This page organizes papers related to artificial intelligence published around the world. This page is summarized using Google Gemini and is operated on a non-profit basis. The copyright of the paper belongs to the author and the relevant institution. When sharing, simply cite the source.
This paper proposes a method that combines imperfect simulators with limited real-world data to address the challenges of learning effective reinforcement learning (RL) policies for complex real-world tasks. The Dynamics-Aware Hybrid Offline-and-Online Reinforcement Learning (H2O) framework adjusts Q-function learning by considering dynamic differences and performs training on a fixed real-world dataset.

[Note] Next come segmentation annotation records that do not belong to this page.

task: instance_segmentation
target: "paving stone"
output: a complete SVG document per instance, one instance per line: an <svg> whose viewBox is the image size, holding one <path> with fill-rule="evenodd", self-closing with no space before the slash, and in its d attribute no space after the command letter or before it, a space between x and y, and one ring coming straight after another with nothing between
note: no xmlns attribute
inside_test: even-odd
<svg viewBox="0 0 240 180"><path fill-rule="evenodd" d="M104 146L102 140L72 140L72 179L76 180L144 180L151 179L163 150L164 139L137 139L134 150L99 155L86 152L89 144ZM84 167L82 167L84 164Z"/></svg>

We demonstrate the superiority of H2O through simulations, real-world tasks, and theoretical analysis, presenting a novel hybrid offline-online RL paradigm.
Takeaways, Limitations
•
Takeaways:
◦
Improving the performance of RL policy learning in real-world environments by combining limited real-world data and imperfect simulators.
◦
Bridging the gap between simulation and reality through policy evaluation methods that take dynamic differences into account.
◦
Demonstrated excellent performance in various simulations and real-world tasks.
◦
Contributes to future RL algorithm design by presenting a new hybrid RL paradigm.
•
Limitations:
◦
The specific performance and limitations of H2O depend on the experiments and analyses presented.
◦
In actual application, performance may vary depending on the degree of incompleteness of the simulator and the amount of actual data.
◦
Beyond comparisons with other RL algorithms, further research is needed on H2O's generalization ability.